Libro della settimana, Il giovane Holden di J.D. Salinger

Non faccio che dire “piacere d’averla conosciuta” a gente che non ho affatto piacere d’aver conosciuto. Ma se volete sopravvivere, bisogna che diciate certe cose.

 

Sono passati più di 50 anni da quando è stato scritto Il giovane Holden ma quell’ansia, che Salinger aveva colto dialogando con i più giovani, ci è ancora vicina. «Continuiamo a vederlo, Holden Caulfield, con la sua aria scocciata, insofferente alle ipocrisie e al conformismo, lui e la sua infanzia schifa e le cose da matti che gli sono capitate verso Natale, dal giorno in cui lasciò l’Istituto Pencey con una bocciatura in tasca e nessuna voglia di farlo sapere ai suoi. La trama è tutta qui, narrata da quella voce spiccia e senza fronzoli. Ma sono i suoi pensieri, il suo umore rabbioso ad andare in scena» e poiché nessuno sa esattamente perché Holden sia così tanto arrabbiato, ciascuno di noi, leggendolo, legge la propria rabbia ed è forse questo ad averlo fatto diventare uno dei grandi capolavori letterari del ‘900.

«È fuor di dubbio, infatti, che Salinger abbia sconvolto il corso della letteratura contemporanea influenzando l’immaginario collettivo e stilistico del Novecento, diventando un autore imprescindibile per la comprensione del nostro tempo.»
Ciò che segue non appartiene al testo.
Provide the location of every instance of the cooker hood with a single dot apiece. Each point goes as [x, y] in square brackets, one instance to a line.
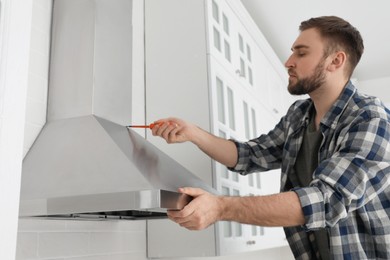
[86, 163]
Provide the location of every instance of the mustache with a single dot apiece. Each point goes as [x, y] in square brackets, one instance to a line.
[292, 72]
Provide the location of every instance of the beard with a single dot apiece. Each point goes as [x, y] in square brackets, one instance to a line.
[309, 84]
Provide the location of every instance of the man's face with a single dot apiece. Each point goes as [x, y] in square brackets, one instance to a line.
[306, 65]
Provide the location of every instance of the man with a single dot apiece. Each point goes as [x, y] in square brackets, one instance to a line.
[333, 150]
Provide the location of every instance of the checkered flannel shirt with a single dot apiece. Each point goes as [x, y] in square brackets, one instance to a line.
[350, 191]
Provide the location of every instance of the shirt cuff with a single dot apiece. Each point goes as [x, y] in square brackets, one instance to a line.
[242, 157]
[313, 207]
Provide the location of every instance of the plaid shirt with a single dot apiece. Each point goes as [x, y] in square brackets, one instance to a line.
[350, 191]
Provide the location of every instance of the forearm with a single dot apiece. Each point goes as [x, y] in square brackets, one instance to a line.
[283, 209]
[221, 150]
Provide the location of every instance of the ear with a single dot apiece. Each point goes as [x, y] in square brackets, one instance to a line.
[339, 59]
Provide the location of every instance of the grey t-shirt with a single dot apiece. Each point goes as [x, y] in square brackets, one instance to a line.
[306, 163]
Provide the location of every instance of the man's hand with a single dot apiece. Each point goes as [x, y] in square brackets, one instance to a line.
[205, 209]
[173, 130]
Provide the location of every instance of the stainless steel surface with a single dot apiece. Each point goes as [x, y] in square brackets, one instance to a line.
[85, 162]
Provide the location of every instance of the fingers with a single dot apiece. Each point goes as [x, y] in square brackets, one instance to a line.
[194, 192]
[196, 215]
[169, 129]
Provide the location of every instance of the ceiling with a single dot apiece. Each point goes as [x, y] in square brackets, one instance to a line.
[279, 21]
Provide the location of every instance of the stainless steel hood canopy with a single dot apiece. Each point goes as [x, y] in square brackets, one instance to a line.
[85, 162]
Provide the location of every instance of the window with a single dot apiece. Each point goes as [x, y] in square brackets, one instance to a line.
[225, 24]
[217, 39]
[215, 12]
[232, 123]
[221, 101]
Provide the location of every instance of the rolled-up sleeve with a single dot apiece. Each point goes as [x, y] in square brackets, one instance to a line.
[353, 176]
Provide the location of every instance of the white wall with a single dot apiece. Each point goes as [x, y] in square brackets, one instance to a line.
[68, 239]
[14, 46]
[377, 87]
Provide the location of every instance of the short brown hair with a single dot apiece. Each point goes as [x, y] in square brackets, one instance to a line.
[339, 34]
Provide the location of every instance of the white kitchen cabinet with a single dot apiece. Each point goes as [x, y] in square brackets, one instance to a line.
[207, 63]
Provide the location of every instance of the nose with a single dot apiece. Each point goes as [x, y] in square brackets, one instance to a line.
[289, 62]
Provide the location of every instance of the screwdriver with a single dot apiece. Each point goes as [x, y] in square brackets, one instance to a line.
[148, 126]
[144, 126]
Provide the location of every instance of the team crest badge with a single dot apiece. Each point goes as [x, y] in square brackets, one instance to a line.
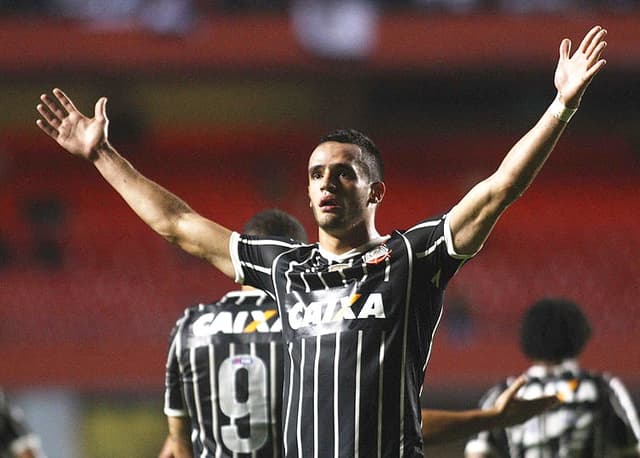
[377, 255]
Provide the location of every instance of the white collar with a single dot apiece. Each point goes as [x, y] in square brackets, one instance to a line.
[358, 250]
[540, 370]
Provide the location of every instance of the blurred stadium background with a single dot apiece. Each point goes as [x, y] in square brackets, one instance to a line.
[221, 102]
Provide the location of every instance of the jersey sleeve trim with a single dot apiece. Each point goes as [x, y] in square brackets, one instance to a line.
[624, 406]
[175, 412]
[448, 239]
[235, 258]
[477, 446]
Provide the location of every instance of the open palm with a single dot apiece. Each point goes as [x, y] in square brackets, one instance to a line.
[75, 132]
[574, 73]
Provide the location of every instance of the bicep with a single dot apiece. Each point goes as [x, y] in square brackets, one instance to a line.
[205, 239]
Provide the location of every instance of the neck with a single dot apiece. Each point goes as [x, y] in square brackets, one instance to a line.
[338, 243]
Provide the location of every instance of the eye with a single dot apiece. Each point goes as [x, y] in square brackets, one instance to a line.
[348, 174]
[315, 174]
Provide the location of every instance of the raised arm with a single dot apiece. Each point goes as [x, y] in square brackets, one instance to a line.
[164, 212]
[473, 218]
[440, 426]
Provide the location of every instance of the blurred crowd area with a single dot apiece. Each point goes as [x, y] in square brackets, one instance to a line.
[98, 9]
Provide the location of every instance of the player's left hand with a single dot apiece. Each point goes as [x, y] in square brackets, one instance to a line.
[512, 410]
[575, 72]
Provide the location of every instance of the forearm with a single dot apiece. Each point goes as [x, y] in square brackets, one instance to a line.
[164, 212]
[156, 206]
[474, 217]
[525, 159]
[440, 426]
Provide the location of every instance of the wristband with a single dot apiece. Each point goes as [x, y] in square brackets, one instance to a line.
[560, 111]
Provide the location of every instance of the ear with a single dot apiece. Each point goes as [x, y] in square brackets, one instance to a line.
[377, 192]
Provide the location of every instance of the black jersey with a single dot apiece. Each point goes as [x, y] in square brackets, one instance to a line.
[597, 418]
[15, 436]
[358, 330]
[224, 371]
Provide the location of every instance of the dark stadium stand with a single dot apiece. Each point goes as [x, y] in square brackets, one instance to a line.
[119, 289]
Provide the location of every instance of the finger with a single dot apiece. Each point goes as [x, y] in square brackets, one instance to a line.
[565, 49]
[100, 110]
[48, 115]
[53, 107]
[65, 101]
[593, 71]
[47, 129]
[596, 42]
[597, 52]
[588, 38]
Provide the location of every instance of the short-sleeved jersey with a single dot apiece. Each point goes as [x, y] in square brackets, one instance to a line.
[596, 418]
[224, 371]
[358, 330]
[15, 436]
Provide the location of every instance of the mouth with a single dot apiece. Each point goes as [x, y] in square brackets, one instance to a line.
[328, 203]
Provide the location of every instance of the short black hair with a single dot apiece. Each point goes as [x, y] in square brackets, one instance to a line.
[372, 160]
[554, 329]
[275, 223]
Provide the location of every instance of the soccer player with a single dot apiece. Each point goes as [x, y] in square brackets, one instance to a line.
[223, 394]
[225, 374]
[359, 309]
[16, 439]
[596, 417]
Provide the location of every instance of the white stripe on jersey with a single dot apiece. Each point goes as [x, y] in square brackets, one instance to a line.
[423, 224]
[196, 398]
[274, 394]
[336, 425]
[270, 242]
[264, 270]
[431, 249]
[625, 402]
[214, 395]
[289, 397]
[322, 280]
[356, 440]
[298, 432]
[381, 356]
[316, 365]
[405, 333]
[288, 272]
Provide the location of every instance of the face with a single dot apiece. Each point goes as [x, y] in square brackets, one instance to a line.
[339, 188]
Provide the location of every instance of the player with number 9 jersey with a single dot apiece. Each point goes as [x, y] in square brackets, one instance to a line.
[224, 372]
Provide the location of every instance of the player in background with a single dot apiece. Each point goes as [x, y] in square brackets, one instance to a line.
[223, 389]
[16, 439]
[359, 309]
[596, 417]
[241, 332]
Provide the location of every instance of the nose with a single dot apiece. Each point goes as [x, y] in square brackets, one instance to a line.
[328, 182]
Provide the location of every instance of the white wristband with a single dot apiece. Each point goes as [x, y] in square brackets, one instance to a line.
[560, 111]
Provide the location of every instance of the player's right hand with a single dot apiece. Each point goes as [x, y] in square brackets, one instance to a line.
[78, 134]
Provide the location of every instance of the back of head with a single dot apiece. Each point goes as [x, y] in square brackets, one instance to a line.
[554, 329]
[275, 223]
[371, 158]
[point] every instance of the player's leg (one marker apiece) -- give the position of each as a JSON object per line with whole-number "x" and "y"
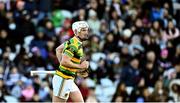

E’ pur vero, d’altra parte, che l’edizione italiana è stata influenzata positivamente dalla traduzione di Adriana Motti, la quale ha reso l’espressione inglese and all -per portare un esempio-  talvolta con «e tutto quanto» altre volte con «e compagnia bella» o «e quel che segue»: modi di dire che caratterizzano così profondamente “Il giovane Holden” da non poterlo più pensare senza.